In Emilia-Romagna si chiude una campagna elettorale ai veleni

Matteo Salvini con Lucia Borgonzoni.
Matteo Salvini con Lucia Borgonzoni. ANSA/GIORGIO BENVENUTI

BOLOGNA. – Piazze contese per i comizi, accuse di sessismo e di scorrettezze verso gli amministratori locali, citofonate che fanno irritare governi stranieri e post social al vetriolo perfino su cani e gattini. Con la pressione di un voto praticamente nazionale sulle spalle, la campagna elettorale per eleggere il nuovo presidente dell’Emilia-Romagna non è stata condita solo di botta e risposta su temi elettorali ma anche di bordate e veleni tra gli schieramenti politici.

Tra le ultime fiammate spicca il caso Jolanda di Savoia. È un comune del Ferrarese di nemmeno tremila abitanti diventato protagonista di una polemica su presunte pressioni da parte del governatore uscente Stefano Bonaccini, dem ricandidato al bis.

Contro di lui un esposto del sindaco di Jolanda, Paolo Pezzolato, secondo il quale dopo la decisione della vicesindaca Elisa Trombin di appoggiare la candidata leghista Lucia Borgonzoni alle elezioni regionali, il governatore in carica avrebbe fatto pressioni perché tre Comuni limitrofi rifiutassero di condividere con Jolanda di Savoia alcuni dipendenti. Pezzolato sventola una conversazione registrata da cui desume le pressioni ma poi non ne diffonde l’audio.

Nel frattempo, dopo l’esposto, la Procura di Bologna per prassi ha aperto un fascicolo conoscitivo, senza indagati né ipotesi di reato. Una vicenda che ha irritato non poco Bonaccini, “non sporchino la mia onestà”, mentre Matteo Salvini invoca l’intervento di magistratura e governo.

Ferrara, storica roccaforte del centrosinistra conquistata dalla Lega alle ultime comunali, al centro di un altro scontro. È finita sotto i riflettori una registrazione in cui il vicecapogruppo locale del Carroccio, Stefano Solaroli, avrebbe proposto un posto di lavoro a un’altra consigliera leghista nel frattempo uscita dal partito.

Il “modello Ferrara” contro cui si sono scagliati centrosinistra e pentastellati, col candidato M5s Simone Benini che lo ha definito inquietante. Una vicenda che ha costretto Borgonzoni ed entourage di centrodestra a prendere le distanze da Solaroli che si è autosospeso dal partito.
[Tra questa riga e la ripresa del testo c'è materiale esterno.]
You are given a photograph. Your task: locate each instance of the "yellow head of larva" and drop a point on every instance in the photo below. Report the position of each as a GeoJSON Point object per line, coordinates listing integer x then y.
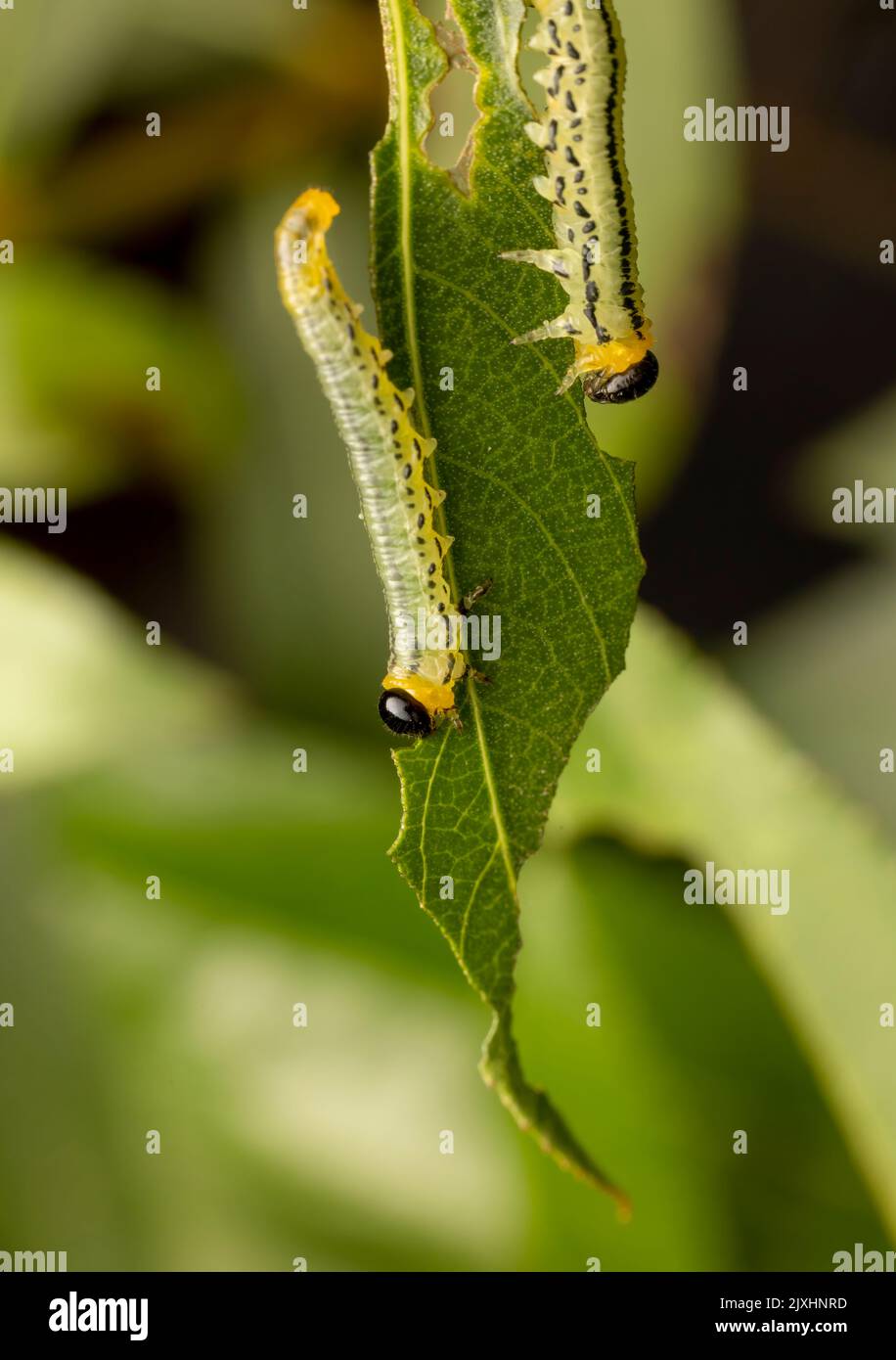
{"type": "Point", "coordinates": [317, 208]}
Nel giorno dell’endorsement di un ‘simbolo’ come Sinisa Mihajlovic alla Lega – col mister che ha diviso i tifosi, scatenato gli ‘hater’ online e che alla fine è stato difeso pure dalle Sardine – la narrazione del dibattito elettorale è stata surclassata da un caso quasi da crisi diplomatica internazionale.

È la citofonata di Matteo Salvini nel quartiere bolognese del Pilastro a una famiglia di origine tunisina, alla ricerca di un presunto spacciatore. Trovata per la quale il leader della Lega è stato apostrofato come razzista dal vicepresidente del Parlamento di Tunisi. Sulla stessa scia un’altra diretta Facebook di Salvini che invece a Modena ha puntato il dito sul civico di un negozio presunto luogo di spaccio.

“Squallido” per Bonaccini. Mentre il leader Pd Nicola Zingaretti ha equiparato Salvini a “un untore” di paura. Tra un casus belli e l’altro una serie interminabile di post e frecciate al vetriolo tra Borgonzoni e Bonaccini.

Col governatore uscente che ha replicato alla gaffe sui confini della regione (Trentino Alto Adige, disse la senatrice) con la mappa e le bandierine di tutti i comuni battuti palmo a palmo in 5 anni di governo. Lei che più volte si è definita vittima di sessismo, lui che le ha contestato la sovraesposizione mediatica del leader Salvini e di post con cani e gattini.

A entrare nello scontro pure le Sardine, protagoniste con la Lega di un braccio di ferro durato giorni per manifestare nella piazza principale di Bibbiano, quella davanti al Municipio simbolo dell’inchiesta reggiana sui presunti affidi illeciti. Alla fine le Sardine si accontentano di una piazza adiacente per il flashmob di giovedì sera, ma poi schiacciano quella leghista in quanto a presenze.

Nessuna pace però per il Movimento fondato da quattro ragazzi bolognesi per contrastare la “retorica” leghista. Il placet dell’investitore multimiliardario George Soros da Davos ha dato il la a Giorgia Meloni per tacciarle non solo di “Pd mascherato” ma anche di figli di “poteri finanziari”.